Configuration

Basics

Logcabin uses a python DSL to configure it.

To use a specific configuration pass the -c/--config option with the filename. It defaults to config.py.

The configuration is a set of stages, which can be any of the input, filter or output stages. The configuration is interpreted once and the constructed stages are built into the definition of a pipeline.

With the defined pipeline, logcabin will launch each instance in a greenlet, each with independent input and output queues, so no single stage blocks the processing of any other (provided it’s not tying up CPU).

Example:

# import the stages we wish to use
from flow import Fanin, Fanout
from inputs.udp import Udp
from inputs.zeromq import Zeromq
from filters.json import Json
from filters.mutate import Mutate
from outputs.log import Log
from outputs.elasticsearch import Elasticsearch

# take input from vanilla udp or a zeromq connection
with Fanin():
    Udp(port=6000)
    Zeromq(address='tcp://*:2130')

# transform the plain text input into an structured event with the Json filter, only if field==1.
with If('field==1'):
    Json()

# set myfield=abc
Mutate(set={'myfield': 'abc'})

# broadcast this to the logcabin log and index to elasticsearch /test/event
with Fanout():
    Log()
    Elasticsearch(index='test', type='event')

This configures two inputs, which are both processed through the Json filter, and then output to two outputs in parallel: Log and Elasticsearch.

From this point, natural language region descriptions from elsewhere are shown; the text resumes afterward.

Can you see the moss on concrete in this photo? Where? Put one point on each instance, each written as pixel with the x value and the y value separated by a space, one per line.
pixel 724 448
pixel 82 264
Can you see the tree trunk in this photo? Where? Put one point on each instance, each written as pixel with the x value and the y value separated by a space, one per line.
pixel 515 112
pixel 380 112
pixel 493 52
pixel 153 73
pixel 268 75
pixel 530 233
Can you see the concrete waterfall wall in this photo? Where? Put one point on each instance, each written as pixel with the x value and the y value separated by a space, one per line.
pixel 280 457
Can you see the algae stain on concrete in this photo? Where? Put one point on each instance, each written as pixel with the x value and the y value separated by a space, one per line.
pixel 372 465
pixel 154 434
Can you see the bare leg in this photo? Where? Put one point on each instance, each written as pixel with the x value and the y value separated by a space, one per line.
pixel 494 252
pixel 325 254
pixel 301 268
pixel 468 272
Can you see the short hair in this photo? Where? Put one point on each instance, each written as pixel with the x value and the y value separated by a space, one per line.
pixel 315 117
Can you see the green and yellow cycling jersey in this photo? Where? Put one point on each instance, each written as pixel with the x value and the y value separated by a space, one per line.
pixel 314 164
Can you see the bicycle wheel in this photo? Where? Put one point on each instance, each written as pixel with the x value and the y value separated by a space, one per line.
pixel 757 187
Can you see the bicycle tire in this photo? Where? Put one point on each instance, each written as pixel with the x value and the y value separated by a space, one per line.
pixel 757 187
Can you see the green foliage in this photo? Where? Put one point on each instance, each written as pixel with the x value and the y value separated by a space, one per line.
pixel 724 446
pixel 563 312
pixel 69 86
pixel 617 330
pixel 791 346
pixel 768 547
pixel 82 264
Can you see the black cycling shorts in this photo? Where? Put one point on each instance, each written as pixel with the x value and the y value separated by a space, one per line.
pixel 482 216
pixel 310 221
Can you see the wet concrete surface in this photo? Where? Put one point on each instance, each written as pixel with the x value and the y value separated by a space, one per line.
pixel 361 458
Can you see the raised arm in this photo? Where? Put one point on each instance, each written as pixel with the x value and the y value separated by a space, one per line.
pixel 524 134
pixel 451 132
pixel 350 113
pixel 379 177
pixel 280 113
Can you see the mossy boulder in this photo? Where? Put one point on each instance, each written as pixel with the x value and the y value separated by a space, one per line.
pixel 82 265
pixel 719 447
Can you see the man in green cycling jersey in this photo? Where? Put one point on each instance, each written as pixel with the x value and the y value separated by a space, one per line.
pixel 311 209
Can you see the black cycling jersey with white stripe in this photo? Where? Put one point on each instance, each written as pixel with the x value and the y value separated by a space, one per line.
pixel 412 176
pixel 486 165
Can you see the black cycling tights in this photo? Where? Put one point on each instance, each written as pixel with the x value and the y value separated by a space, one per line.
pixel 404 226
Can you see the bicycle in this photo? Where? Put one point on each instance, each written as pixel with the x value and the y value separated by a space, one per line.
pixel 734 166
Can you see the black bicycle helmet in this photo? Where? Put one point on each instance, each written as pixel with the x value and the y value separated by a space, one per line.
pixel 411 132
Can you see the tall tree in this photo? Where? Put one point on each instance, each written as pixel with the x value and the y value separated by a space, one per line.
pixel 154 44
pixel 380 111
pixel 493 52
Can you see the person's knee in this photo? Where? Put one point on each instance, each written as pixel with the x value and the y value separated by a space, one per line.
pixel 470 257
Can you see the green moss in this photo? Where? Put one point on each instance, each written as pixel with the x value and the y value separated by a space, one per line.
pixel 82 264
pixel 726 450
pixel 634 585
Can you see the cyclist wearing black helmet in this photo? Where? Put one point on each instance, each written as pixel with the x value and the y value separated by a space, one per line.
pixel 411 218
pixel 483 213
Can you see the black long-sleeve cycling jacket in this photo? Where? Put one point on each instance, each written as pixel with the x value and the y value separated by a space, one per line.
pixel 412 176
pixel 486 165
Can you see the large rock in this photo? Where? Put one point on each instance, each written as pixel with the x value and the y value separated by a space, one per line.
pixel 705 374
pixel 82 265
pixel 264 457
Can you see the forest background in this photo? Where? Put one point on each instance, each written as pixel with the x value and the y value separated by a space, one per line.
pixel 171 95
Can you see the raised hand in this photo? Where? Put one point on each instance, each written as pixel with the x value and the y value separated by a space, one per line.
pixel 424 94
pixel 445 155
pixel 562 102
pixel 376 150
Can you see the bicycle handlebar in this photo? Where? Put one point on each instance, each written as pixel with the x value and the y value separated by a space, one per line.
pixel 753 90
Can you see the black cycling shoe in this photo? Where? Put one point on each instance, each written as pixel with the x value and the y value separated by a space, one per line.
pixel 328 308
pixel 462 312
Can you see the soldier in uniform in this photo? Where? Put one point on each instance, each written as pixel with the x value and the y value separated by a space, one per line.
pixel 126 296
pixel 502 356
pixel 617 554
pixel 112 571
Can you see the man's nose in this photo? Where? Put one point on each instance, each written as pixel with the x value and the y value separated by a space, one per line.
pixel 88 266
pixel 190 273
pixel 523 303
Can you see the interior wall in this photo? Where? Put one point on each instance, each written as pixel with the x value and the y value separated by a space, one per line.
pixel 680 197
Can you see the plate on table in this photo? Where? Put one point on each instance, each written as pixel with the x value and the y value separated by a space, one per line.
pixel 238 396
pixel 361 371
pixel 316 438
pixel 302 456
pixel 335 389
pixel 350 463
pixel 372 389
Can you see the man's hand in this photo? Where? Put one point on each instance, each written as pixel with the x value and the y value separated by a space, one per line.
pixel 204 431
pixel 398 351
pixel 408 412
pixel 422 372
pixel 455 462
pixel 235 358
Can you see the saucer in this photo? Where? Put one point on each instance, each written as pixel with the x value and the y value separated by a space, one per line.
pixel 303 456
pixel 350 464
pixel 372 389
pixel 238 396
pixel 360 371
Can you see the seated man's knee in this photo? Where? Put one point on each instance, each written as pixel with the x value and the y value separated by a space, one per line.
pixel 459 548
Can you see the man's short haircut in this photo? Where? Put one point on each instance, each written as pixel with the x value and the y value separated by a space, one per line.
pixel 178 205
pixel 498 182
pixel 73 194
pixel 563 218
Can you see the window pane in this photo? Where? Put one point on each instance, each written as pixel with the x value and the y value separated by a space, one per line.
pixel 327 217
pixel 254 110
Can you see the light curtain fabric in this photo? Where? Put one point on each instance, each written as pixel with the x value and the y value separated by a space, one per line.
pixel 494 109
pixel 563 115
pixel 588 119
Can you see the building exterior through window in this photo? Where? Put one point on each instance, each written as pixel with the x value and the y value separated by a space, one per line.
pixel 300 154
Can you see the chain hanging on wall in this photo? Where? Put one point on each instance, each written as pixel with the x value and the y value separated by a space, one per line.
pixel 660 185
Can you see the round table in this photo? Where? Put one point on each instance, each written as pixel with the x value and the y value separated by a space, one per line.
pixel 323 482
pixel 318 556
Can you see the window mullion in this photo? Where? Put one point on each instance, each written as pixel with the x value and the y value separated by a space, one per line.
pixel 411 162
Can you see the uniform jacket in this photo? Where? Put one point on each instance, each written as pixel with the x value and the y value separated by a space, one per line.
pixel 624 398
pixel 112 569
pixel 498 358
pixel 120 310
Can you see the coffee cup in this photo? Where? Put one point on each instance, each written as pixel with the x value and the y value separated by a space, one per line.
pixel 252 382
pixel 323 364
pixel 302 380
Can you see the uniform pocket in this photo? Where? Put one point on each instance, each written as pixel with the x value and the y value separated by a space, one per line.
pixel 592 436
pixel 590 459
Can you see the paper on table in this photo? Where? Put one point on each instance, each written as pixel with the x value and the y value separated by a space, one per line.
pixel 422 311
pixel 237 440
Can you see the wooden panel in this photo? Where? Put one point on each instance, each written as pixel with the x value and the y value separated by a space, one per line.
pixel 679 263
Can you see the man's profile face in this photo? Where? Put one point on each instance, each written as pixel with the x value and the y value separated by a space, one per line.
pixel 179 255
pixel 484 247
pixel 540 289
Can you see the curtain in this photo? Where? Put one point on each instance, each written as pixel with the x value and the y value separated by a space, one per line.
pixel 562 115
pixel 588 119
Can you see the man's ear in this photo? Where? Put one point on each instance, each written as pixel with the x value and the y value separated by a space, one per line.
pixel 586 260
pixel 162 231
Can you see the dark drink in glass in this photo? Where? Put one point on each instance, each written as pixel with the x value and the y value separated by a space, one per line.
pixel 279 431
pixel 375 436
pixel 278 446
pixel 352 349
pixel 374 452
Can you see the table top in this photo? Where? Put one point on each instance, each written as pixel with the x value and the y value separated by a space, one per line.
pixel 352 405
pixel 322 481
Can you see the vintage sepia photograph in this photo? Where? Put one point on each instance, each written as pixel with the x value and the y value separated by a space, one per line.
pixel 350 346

For full details of the inputs, filters and outputs see sections below.

Examples

Below are some example configurations.

Files

# import the inputs, filters and outputs
from inputs.file import File as IFile
from filters.regex import Regex
from outputs.file import File as OFile

# read line by line from input.log
IFile('input.log')
# extract from message format 'timestamp - message'
Regex('(?P<timestamp>.+) - (?P<message>.+)')
# and output the resulting structured event (json) to output.log
OFile('output.log')

# try me:
# DATE=$(date); echo "$DATE - message" >> input.log

Inputs

# import the inputs and an output
from flow import Fanin
from inputs.udp import Udp
from inputs.zeromq import Zeromq
from outputs.log import Log

# Multiple input sources can be simultaneously received. They are read in
# parallel and events 'fan in' to the rest of the pipeline.
with Fanin():
    Udp(port=6000)
    Zeromq()

# log the results to logcabin.log
Log()

Outputs

# import everything we're using
from flow import Fanout
from inputs.zeromq import Zeromq
from outputs.file import File
from outputs.elasticsearch import Elasticsearch
from outputs.mongodb import Mongodb

# single zeromq input
Zeromq()

# Broadcast the event in parallel to all of the following outputs. The event
# will simultaneously be written to mylogs.log, indexed to elasticsearch and
# saved to mongodb.
with Fanout():
    File(filename='mylogs.log', max_size=10, compress='gz')
    Elasticsearch(index='events', type='{program}')
    Mongodb()

Complex

# import everything we're using
from flow import Fanin, Switch
from inputs.udp import Udp
from inputs.zeromq import Zeromq
from filters.json import Json
from filters.stats import Stats
from outputs.graphite import Graphite
from outputs.elasticsearch import Elasticsearch
from outputs.file import File
from outputs.s3 import S3

# input from a couple of sources
with Fanin():
    Udp(port=6000)
    Zeromq()

# parse json
Json()
# generate statistic counts (suitable for graphite)
Stats(timings={'rails.{controller}.{action}.duration': 'duration'})
# write the data to a rotating log file
File(filename='mylogs.log', max_size=1000000, compress='gz')
# decide the destination because on some tags
with Switch() as case:
    # on log roll, archive the file to S3
    with case("'fileroll' in tags"):
        S3(access_key='xyz',
           secret_key='123',
           bucket='mybucket',
           path='logs/{timestamp:%Y%m%dT%H%M}')
    # write the aggregate statistics to graphite
    with case("'stat' in tags"):
        Graphite()
    # otherwise just index into elasticsearch
    with case.default:
        Elasticsearch(index='logcabin', type='event')